Toda la emoción de la AFCON 2025 se vive en exclusiva por beIN Sports.
Una obsesión que no se apaga con el tiempo
Desde el inicio de su participación en la AFCON 2025, un mensaje se ha repetido con fuerza dentro del entorno de Egipto: la octava estrella. Máximo ganador histórico del torneo con siete títulos, el conjunto egipcio no levanta el trofeo desde 2010, una espera que ya supera los quince años y que ha estado marcada por finales perdidas y frustraciones acumuladas.
Los Faraones alcanzaron las finales de 2017 y 2021, pero en ambas ocasiones se quedaron a las puertas del título. Esa herida sigue abierta en una selección acostumbrada a medir el éxito en trofeos, no en promesas. “Nuestra gente se lo merece”, aseguró el seleccionador Hossam Hassan, tricampeón de la AFCON como jugador. “Han esperado mucho tiempo y creemos que podemos hacerlo realidad”.
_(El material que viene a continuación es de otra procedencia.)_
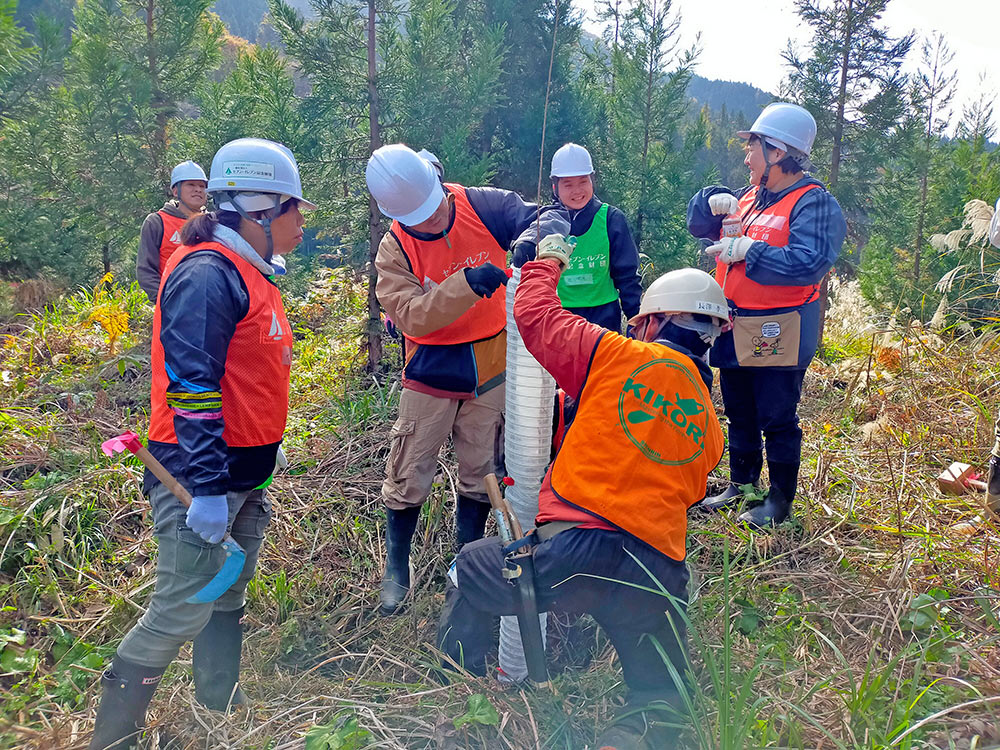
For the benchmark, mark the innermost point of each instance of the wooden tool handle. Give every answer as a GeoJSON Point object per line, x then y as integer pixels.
{"type": "Point", "coordinates": [161, 473]}
{"type": "Point", "coordinates": [499, 502]}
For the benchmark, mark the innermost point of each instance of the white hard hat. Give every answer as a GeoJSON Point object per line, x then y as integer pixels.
{"type": "Point", "coordinates": [785, 126]}
{"type": "Point", "coordinates": [253, 171]}
{"type": "Point", "coordinates": [686, 290]}
{"type": "Point", "coordinates": [186, 170]}
{"type": "Point", "coordinates": [435, 162]}
{"type": "Point", "coordinates": [405, 186]}
{"type": "Point", "coordinates": [571, 160]}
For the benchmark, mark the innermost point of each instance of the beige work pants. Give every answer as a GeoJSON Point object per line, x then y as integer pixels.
{"type": "Point", "coordinates": [422, 428]}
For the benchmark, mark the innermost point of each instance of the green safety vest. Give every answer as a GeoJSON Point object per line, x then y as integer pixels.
{"type": "Point", "coordinates": [586, 282]}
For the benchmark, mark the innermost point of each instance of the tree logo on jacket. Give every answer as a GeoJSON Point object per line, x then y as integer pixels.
{"type": "Point", "coordinates": [661, 409]}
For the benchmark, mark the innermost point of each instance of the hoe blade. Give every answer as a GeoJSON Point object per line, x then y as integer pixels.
{"type": "Point", "coordinates": [227, 575]}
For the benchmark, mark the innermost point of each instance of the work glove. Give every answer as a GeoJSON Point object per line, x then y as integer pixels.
{"type": "Point", "coordinates": [390, 327]}
{"type": "Point", "coordinates": [551, 221]}
{"type": "Point", "coordinates": [485, 279]}
{"type": "Point", "coordinates": [723, 204]}
{"type": "Point", "coordinates": [730, 249]}
{"type": "Point", "coordinates": [557, 247]}
{"type": "Point", "coordinates": [208, 517]}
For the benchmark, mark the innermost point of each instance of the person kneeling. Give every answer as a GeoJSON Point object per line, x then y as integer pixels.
{"type": "Point", "coordinates": [644, 404]}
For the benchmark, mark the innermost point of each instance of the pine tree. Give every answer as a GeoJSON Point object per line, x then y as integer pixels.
{"type": "Point", "coordinates": [644, 153]}
{"type": "Point", "coordinates": [512, 127]}
{"type": "Point", "coordinates": [934, 89]}
{"type": "Point", "coordinates": [90, 144]}
{"type": "Point", "coordinates": [851, 80]}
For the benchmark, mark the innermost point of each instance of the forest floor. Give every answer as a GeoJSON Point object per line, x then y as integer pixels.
{"type": "Point", "coordinates": [866, 622]}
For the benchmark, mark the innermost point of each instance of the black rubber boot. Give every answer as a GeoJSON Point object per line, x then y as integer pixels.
{"type": "Point", "coordinates": [645, 730]}
{"type": "Point", "coordinates": [399, 528]}
{"type": "Point", "coordinates": [215, 661]}
{"type": "Point", "coordinates": [993, 486]}
{"type": "Point", "coordinates": [470, 521]}
{"type": "Point", "coordinates": [744, 468]}
{"type": "Point", "coordinates": [777, 505]}
{"type": "Point", "coordinates": [126, 690]}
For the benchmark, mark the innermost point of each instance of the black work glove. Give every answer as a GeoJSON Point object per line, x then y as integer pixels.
{"type": "Point", "coordinates": [485, 279]}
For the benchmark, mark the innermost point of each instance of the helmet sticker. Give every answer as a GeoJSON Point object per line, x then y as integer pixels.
{"type": "Point", "coordinates": [251, 169]}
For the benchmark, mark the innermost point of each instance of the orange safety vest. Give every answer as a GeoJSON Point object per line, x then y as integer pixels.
{"type": "Point", "coordinates": [254, 390]}
{"type": "Point", "coordinates": [770, 225]}
{"type": "Point", "coordinates": [171, 237]}
{"type": "Point", "coordinates": [468, 244]}
{"type": "Point", "coordinates": [644, 408]}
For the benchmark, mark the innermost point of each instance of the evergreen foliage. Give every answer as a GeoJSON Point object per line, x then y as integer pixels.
{"type": "Point", "coordinates": [97, 105]}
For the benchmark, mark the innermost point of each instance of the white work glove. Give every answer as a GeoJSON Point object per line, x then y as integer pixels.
{"type": "Point", "coordinates": [557, 247]}
{"type": "Point", "coordinates": [730, 249]}
{"type": "Point", "coordinates": [208, 517]}
{"type": "Point", "coordinates": [723, 203]}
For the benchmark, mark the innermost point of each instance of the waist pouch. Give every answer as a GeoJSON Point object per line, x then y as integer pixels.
{"type": "Point", "coordinates": [784, 337]}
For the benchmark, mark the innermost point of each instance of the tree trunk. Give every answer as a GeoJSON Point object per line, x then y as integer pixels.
{"type": "Point", "coordinates": [159, 150]}
{"type": "Point", "coordinates": [374, 342]}
{"type": "Point", "coordinates": [922, 214]}
{"type": "Point", "coordinates": [838, 125]}
{"type": "Point", "coordinates": [835, 155]}
{"type": "Point", "coordinates": [647, 117]}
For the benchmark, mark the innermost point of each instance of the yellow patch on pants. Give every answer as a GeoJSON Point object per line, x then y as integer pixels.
{"type": "Point", "coordinates": [423, 426]}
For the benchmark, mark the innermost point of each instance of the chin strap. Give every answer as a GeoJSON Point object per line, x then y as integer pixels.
{"type": "Point", "coordinates": [767, 171]}
{"type": "Point", "coordinates": [269, 215]}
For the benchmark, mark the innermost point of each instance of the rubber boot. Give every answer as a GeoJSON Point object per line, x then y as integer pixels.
{"type": "Point", "coordinates": [777, 505]}
{"type": "Point", "coordinates": [399, 528]}
{"type": "Point", "coordinates": [215, 661]}
{"type": "Point", "coordinates": [744, 468]}
{"type": "Point", "coordinates": [126, 690]}
{"type": "Point", "coordinates": [993, 487]}
{"type": "Point", "coordinates": [470, 521]}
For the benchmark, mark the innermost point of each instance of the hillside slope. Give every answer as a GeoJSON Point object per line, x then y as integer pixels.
{"type": "Point", "coordinates": [844, 629]}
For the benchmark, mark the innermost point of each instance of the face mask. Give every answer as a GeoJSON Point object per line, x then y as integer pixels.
{"type": "Point", "coordinates": [707, 330]}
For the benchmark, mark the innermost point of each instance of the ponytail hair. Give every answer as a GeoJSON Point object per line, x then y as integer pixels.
{"type": "Point", "coordinates": [201, 228]}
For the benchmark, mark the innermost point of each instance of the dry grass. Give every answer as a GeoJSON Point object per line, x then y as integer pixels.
{"type": "Point", "coordinates": [856, 622]}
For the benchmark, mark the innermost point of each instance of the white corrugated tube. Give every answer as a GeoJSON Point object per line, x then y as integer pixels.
{"type": "Point", "coordinates": [527, 442]}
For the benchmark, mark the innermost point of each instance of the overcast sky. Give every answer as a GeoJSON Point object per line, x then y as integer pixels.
{"type": "Point", "coordinates": [743, 41]}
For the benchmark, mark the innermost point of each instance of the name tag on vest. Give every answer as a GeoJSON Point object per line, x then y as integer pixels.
{"type": "Point", "coordinates": [771, 221]}
{"type": "Point", "coordinates": [577, 279]}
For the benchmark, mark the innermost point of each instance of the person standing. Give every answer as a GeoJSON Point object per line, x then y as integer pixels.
{"type": "Point", "coordinates": [160, 235]}
{"type": "Point", "coordinates": [222, 352]}
{"type": "Point", "coordinates": [602, 280]}
{"type": "Point", "coordinates": [440, 269]}
{"type": "Point", "coordinates": [789, 231]}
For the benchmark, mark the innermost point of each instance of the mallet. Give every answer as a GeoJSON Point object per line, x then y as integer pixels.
{"type": "Point", "coordinates": [236, 556]}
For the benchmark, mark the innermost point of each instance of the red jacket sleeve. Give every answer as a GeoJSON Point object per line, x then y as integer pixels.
{"type": "Point", "coordinates": [562, 342]}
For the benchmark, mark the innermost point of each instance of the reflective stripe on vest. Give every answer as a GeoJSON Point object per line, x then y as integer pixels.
{"type": "Point", "coordinates": [586, 282]}
{"type": "Point", "coordinates": [468, 244]}
{"type": "Point", "coordinates": [642, 444]}
{"type": "Point", "coordinates": [171, 237]}
{"type": "Point", "coordinates": [258, 363]}
{"type": "Point", "coordinates": [770, 225]}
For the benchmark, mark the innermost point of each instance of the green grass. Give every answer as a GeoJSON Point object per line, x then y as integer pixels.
{"type": "Point", "coordinates": [862, 624]}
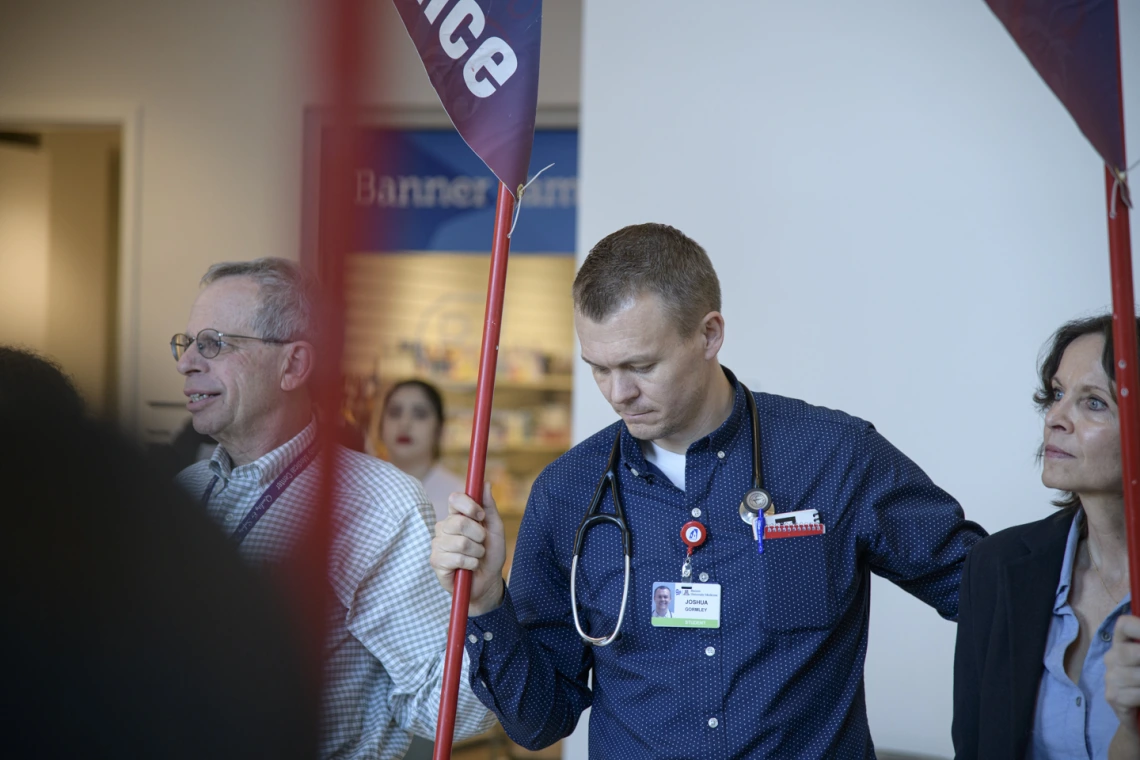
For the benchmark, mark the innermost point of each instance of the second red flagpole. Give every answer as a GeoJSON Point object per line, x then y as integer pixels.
{"type": "Point", "coordinates": [477, 463]}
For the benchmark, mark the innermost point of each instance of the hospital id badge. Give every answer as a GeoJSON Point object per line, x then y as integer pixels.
{"type": "Point", "coordinates": [686, 605]}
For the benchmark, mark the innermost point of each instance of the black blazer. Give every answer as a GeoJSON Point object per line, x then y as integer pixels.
{"type": "Point", "coordinates": [1006, 605]}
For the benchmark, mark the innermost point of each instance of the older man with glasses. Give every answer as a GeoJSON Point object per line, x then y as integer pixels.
{"type": "Point", "coordinates": [247, 356]}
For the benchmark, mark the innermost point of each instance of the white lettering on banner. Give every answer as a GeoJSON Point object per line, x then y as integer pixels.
{"type": "Point", "coordinates": [483, 59]}
{"type": "Point", "coordinates": [463, 191]}
{"type": "Point", "coordinates": [494, 57]}
{"type": "Point", "coordinates": [463, 10]}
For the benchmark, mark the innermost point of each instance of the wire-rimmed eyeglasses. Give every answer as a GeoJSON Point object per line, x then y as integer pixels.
{"type": "Point", "coordinates": [210, 342]}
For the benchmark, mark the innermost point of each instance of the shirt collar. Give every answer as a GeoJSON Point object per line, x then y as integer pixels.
{"type": "Point", "coordinates": [1065, 585]}
{"type": "Point", "coordinates": [266, 468]}
{"type": "Point", "coordinates": [721, 439]}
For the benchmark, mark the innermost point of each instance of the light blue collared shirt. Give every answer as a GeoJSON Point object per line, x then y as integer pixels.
{"type": "Point", "coordinates": [1074, 720]}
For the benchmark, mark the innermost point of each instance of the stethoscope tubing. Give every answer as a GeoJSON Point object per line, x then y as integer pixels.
{"type": "Point", "coordinates": [618, 519]}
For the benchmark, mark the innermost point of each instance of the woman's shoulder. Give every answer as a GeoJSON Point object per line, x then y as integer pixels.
{"type": "Point", "coordinates": [1023, 539]}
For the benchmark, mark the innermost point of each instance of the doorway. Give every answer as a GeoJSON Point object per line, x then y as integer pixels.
{"type": "Point", "coordinates": [60, 195]}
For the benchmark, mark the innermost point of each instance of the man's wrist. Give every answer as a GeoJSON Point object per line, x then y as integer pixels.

Creer más allá del brillo individual
En Marruecos, Egipto no se presenta como un equipo dependiente de nombres, sino como un bloque trabajado. Hossam Hassan ha construido su proyecto sobre la unidad, la competitividad y el sacrificio colectivo, alejándose del foco exclusivo en las figuras.
Ese discurso ha calado en el vestuario. La presión de representar a una potencia histórica africana sigue ahí, pero el grupo ha aprendido a convivir con ella. La consigna es clara: competir como equipo, sufrir juntos y aprovechar cada detalle en un torneo donde los márgenes son mínimos.
Las cicatrices recientes como motor
La AFCON 2023 en Costa de Marfil dejó una huella profunda. Egipto no ganó ningún partido: tres empates en fase de grupos y una eliminación por penales ante la RD Congo en octavos. Ese golpe llegó poco después de la final perdida en 2021 ante Senegal, reforzando la sensación de oportunidad desperdiciada.
Ahora, el objetivo es reescribir esa historia. El mensaje interno es de resiliencia y aprendizaje. Marruecos 2025 representa una nueva oportunidad para transformar las cicatrices en impulso competitivo.
Liderazgo, experiencia y peso histórico
Aunque el discurso sea colectivo, hay figuras que marcan el camino. El capitán Mohamed Salah lidera dentro y fuera del campo. Con tres goles y una asistencia en el torneo, su influencia va más allá de las estadísticas: marca estándares en los entrenamientos y aporta calma en los momentos decisivos.
A sus 33 años, y tras dos finales perdidas con Egipto, Salah carga con una ambición pendiente. Ha ganado todo a nivel de clubes, pero la gloria continental con su selección sigue siendo su gran deuda personal. A su lado, nombres como Omar Marmoush potencian el frente ofensivo, mientras que en defensa Yasser Ibrahim aporta jerarquía, liderazgo y amenaza en jugadas a balón parado.
Egipto llega a los cuartos de final con el peso de su historia sobre los hombros, pero también con convicción. La octava estrella no será sencilla, nunca lo es en la AFCON. Pero si experiencia, carácter y memoria competitiva siguen marcando diferencias, los Faraones continúan firmemente en la pelea.